1

I have a simple pydantic model with nested data structures. I want to be able to simply save and load instances of this model as .json file.

All models inherit from a Base class with simple configuration.

class Base(pydantic.BaseModel):
    class Config:
        extra = 'forbid'   # forbid use of extra kwargs

There are some simple data models with inheritance

class Thing(Base):
    thing_id: int

class SubThing(Thing):
    name: str

And a Container class, which holds a Thing

class Container(Base):
    thing: Thing

I can create a Container instance and save it as .json

# make instance of container
c = Container(
    thing = SubThing(
        thing_id=1,
        name='my_thing')
)

json_string = c.json(indent=2)
print(json_string)

"""
{
  "thing": {
    "thing_id": 1,
    "name": "my_thing"
  }
}
"""

but the json string does not specify that the thing field was constructed using a SubThing.
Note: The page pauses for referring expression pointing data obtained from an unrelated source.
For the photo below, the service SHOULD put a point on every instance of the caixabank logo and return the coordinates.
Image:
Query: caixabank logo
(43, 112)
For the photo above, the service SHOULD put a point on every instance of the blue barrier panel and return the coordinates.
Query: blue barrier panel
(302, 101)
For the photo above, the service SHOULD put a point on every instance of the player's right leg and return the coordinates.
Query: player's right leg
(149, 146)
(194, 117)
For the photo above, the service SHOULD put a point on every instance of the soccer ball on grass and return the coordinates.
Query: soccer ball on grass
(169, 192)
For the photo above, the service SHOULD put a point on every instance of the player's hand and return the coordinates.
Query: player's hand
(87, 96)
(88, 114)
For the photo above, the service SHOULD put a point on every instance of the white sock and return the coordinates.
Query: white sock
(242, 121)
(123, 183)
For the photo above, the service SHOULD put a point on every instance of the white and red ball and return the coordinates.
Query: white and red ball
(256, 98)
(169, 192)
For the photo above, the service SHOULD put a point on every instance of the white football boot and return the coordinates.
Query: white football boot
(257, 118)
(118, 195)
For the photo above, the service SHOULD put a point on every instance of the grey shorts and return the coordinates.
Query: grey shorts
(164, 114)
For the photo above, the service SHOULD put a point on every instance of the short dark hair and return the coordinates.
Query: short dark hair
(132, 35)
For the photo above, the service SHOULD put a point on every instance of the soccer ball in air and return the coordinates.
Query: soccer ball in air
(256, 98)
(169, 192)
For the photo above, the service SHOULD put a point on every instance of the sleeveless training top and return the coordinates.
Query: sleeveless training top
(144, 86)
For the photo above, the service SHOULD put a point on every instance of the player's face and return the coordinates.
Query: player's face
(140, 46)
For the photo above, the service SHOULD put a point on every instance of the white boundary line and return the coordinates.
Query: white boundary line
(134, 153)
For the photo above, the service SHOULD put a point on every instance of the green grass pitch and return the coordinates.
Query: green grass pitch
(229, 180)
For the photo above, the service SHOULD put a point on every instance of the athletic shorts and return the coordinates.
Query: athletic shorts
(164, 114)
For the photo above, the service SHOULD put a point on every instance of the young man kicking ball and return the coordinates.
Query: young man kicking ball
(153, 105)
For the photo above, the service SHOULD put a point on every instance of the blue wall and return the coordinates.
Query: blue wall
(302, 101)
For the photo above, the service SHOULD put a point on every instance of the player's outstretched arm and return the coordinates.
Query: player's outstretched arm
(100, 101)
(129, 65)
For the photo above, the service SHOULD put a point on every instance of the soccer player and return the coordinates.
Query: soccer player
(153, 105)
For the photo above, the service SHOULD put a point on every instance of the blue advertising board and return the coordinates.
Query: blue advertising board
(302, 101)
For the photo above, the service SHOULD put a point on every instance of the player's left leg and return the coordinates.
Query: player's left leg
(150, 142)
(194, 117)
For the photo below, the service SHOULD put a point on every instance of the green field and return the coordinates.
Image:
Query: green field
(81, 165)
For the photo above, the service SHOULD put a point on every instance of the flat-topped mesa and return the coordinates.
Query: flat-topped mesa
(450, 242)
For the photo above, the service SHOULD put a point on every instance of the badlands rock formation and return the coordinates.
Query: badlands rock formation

As such, when I try to load this string into a new Container instance, I get an error.

print(c)
"""
Traceback (most recent call last):
  File "...", line 36, in <module>
    c = Container.parse_raw(json_string)
  File "pydantic/main.py", line 601, in pydantic.main.BaseModel.parse_raw
  File "pydantic/main.py", line 578, in pydantic.main.BaseModel.parse_obj
  File "pydantic/main.py", line 406, in pydantic.main.BaseModel.__init__
pydantic.error_wrappers.ValidationError: 1 validation error for Container
thing -> name
  extra fields not permitted (type=value_error.extra)
"""

Is there a simple way to save the Container instance while retaining information about the thing class type such that I can reconstruct the initial Container instance reliably? I would like to avoid pickling the object if possible.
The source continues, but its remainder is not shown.